The stock options Musk received as part of the package, initially valued at 303 million split-adjusted shares, are now worth $51 billion. However, the court’s decision nullifies their validity. The case was argued in Delaware, where Tesla and numerous other major US corporations are incorporated. In response to the ruling, Musk tweeted, “Never incorporate your company in the state of Delaware.”
Shareholders who filed the lawsuit contended that the stock options package was excessive and that Tesla’s board members lacked independence, being too closely aligned with Musk to safeguard shareholders’ interests. They also argued that the financial targets set for Musk to qualify for each tranche of stock were not as challenging as the company had portrayed them to be. Instead, they claimed that these milestones were similar to internal growth projections shared with banks and rating agencies.
The court’s decision is seen as a victory for Tesla investors, as it eliminates the dilution caused by the enormous pay package. Greg Varallo, one of the plaintiff’s attorneys, expressed gratitude for the court’s well-reasoned decision.
Musk and the Tesla board defended the pay package, citing its approval through a shareholder vote. Excluding Musk and his brother’s votes, 73% of the shares supported the package. They also argued that shareholders had significantly benefited from the surge in Tesla’s stock value since the package was granted. The company’s market capitalization rose from $54 billion to $607 billion, with Musk playing a crucial role in this growth.

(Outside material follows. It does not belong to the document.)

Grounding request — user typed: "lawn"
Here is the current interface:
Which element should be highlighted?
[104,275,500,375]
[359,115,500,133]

Additionally, Musk’s legal team claimed that if the package was invalidated, he would be left uncompensated. However, McCormick dismissed this argument, highlighting Musk’s preexisting equity stake, which had already provided him with billions of dollars.
Musk has previously expressed the importance of increasing his stake in Tesla to protect against outside investors gaining control of the company. He stated that he wanted to have at least 25% voting control to maintain influence but avoid being overruled.

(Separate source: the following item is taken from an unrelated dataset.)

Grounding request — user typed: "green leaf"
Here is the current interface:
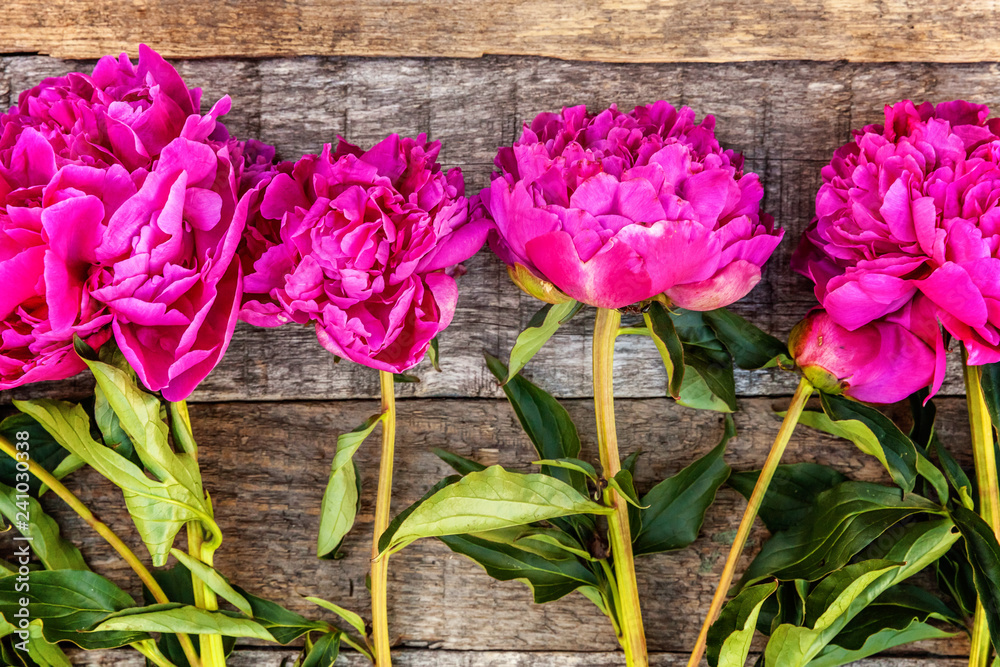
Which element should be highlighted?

The decision can be appealed to the Delaware Supreme Court, leaving room for further legal proceedings. Some investors and analysts suggest that Tesla should offer Musk a new pay package to ensure his continued focus on the company’s success and prevent distractions from his other ventures, such as SpaceX, X (formerly Twitter), the Boring Company, xAI, and Neuralink.

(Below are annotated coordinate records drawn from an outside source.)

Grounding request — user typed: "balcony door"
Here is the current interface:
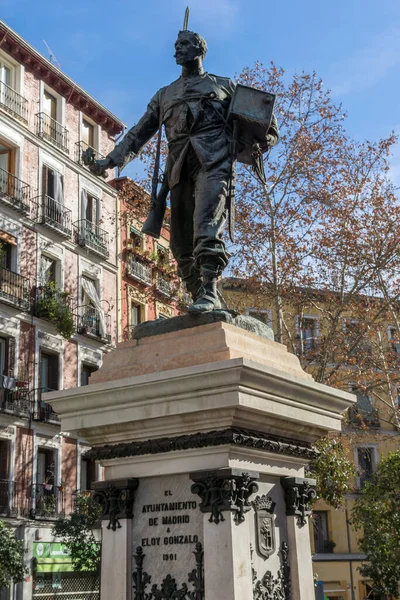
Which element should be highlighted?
[0,440,10,514]
[39,351,58,392]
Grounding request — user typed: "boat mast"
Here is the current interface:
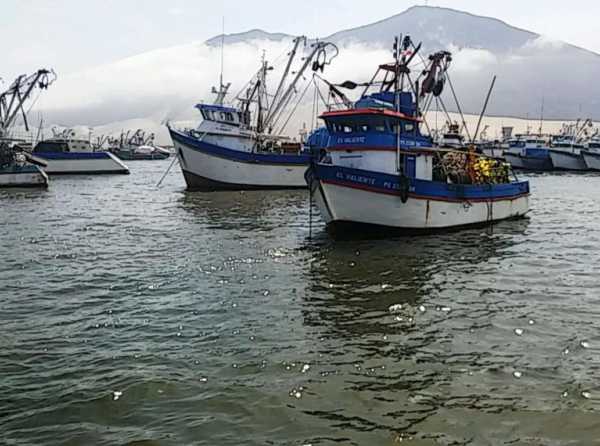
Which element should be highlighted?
[394,36,404,174]
[0,69,56,138]
[267,36,306,126]
[212,17,231,105]
[264,42,330,133]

Robyn Denholm, the chair of Tesla’s board, testified that the pay package aimed to keep Musk dedicated to Tesla’s goals and prevent his attention from being diverted to other interests. Denholm emphasized that she was not aware of the costs associated with Musk’s other ventures, as they were not her hobbies.
In conclusion, a Delaware judge’s ruling has nullified Elon Musk’s 2018 pay package, which would have been worth $51 billion today. The court found that Musk and the Tesla board failed to prove the fairness of the compensation plan. The decision can be appealed, and suggestions have been made for Tesla to offer Musk a new pay package to maintain his focus on the company’s success.